Bug 1001378 - Don't optimize out argument slots from resume points. (r=nbp)

js/src/jit-test/tests/ion/bug1001378.js

@@ -0,0 +1,17 @@
+// Test that we don't incorrectly optimize out argument slots from resume
+// points.
+
+function boo() {
+  return foo.arguments[0];
+}
+function foo(a,b,c) {
+  if (a == 0) {
+    a ^= "";
+    return boo();
+  }
+}
+function inlined() {
+  return foo.apply({}, arguments);
+}
+assertEq(inlined(1,2,3), undefined);
+assertEq(inlined(0,2,3), 0);

js/src/jit/IonAnalysis.cpp

@@ -135,11 +135,23 @@ jit::EliminateDeadResumePointOperands(MIRGenerator *mir, MIRGraph &graph)
                     continue;
                 }
 
+                // Function.arguments can be used to access all arguments in
+                // non-strict scripts, so we can't optimize out any arguments.
+                CompileInfo &info = block->info();
+                if (!info.script()->strict()) {
+                    uint32_t slot = uses->index();
+                    uint32_t firstArgSlot = info.firstArgSlot();
+                    if (firstArgSlot <= slot && slot - firstArgSlot < info.nargs()) {
+                        uses++;
+                        continue;
+                    }
+                }
+
                 // Store an optimized out magic value in place of all dead
                 // resume point operands.
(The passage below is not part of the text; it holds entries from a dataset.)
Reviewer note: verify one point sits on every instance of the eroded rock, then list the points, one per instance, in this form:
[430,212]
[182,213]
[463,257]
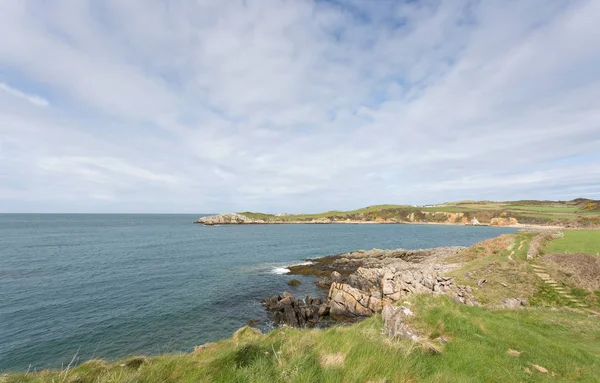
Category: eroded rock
[395,322]
[347,301]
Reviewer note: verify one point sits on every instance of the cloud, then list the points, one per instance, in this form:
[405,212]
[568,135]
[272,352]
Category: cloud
[295,106]
[35,100]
Making any such substitution can in
                 // general alter the interpreter's behavior, even though the
                 // code is dead, as the interpreter will still execute opcodes
-                // whose effects cannot be observed. If the undefined value
+                // whose effects cannot be observed. If the magic value value
                 // were to flow to, say, a dead property access the
                 // interpreter could throw an exception; we avoid this problem
                 // by removing dead operands before removing dead code.